Prove that if $A\subseteq D$ for all $A \in \Omega$ then $\bigcup \Omega \subseteq D$.
Ok so to prove this I was going to start by picking a point in $A$ the obviously its in $D$ and in $\Omega$. But I do not see how this is going to get me that $\bigcup \Omega \subseteq D$.There could be an element in $\Omega$ not in $A$ that is not in $D$.
Here's a beginning for the proof:
Let $x \in \cup \Omega$. Then there exists some $A \in \Omega$ such that $x \in A$.

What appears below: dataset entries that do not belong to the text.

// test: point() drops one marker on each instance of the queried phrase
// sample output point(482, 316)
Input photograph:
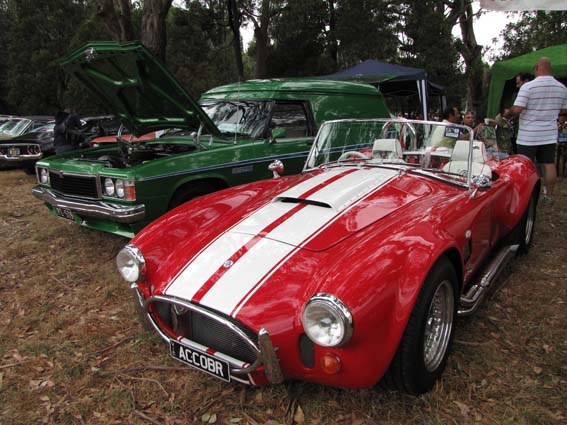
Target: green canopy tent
point(502, 90)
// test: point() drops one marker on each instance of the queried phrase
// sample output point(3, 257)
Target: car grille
point(209, 332)
point(74, 185)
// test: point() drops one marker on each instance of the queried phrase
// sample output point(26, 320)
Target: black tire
point(190, 191)
point(523, 233)
point(423, 351)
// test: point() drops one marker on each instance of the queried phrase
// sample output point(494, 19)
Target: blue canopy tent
point(392, 80)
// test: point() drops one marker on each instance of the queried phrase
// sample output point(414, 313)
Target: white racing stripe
point(227, 288)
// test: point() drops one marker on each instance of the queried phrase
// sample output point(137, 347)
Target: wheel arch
point(216, 183)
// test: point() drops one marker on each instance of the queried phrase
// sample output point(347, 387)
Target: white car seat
point(459, 159)
point(389, 149)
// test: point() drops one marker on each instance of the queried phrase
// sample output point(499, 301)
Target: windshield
point(446, 150)
point(8, 125)
point(246, 118)
point(17, 129)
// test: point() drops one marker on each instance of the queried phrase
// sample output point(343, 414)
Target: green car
point(229, 139)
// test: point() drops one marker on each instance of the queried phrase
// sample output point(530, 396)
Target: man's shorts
point(542, 154)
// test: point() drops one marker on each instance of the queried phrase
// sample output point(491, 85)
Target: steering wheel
point(352, 155)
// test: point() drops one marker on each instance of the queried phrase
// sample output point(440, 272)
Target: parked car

I'm not sure if you have got the right answer, or the correct way to your question but you should see the next: Suppose $D=\{a,b,c\}$ and $A=\{a\}$ where obviously $A\subset D$. In the other hand, if $\Omega = \{\{a\},\{x\}\} \Rightarrow A\in \Omega$ and $\bigcup \Omega = \{a,x\}$. So, you have an example where $A\subseteq D$ and not for all $A \in \Omega$ then $\bigcup \Omega \subseteq D$ because $x\in \bigcup \Omega$ but $x\notin D$. In other words, it couldn't be true by counter example.
I hope help you with it!
I apologize to my last answer. I've taken with the wrong order your preposition. In order to right it. I post this: $$(\forall A\in \Omega, \quad A\subseteq D) \Rightarrow (\bigcup \Omega \subseteq D)$$ Like our hypothesis. So, it means: $\forall A\in \Omega$, we have $A\in\mathcal{P}(D) \Rightarrow \Omega \subseteq \mathcal{P}(D)$. Moreover: $$ \bigcup\Omega \subseteq \bigcup\mathcal{P}(D)=D \quad \Rightarrow \quad \bigcup\Omega\subseteq D $$ Like we desire.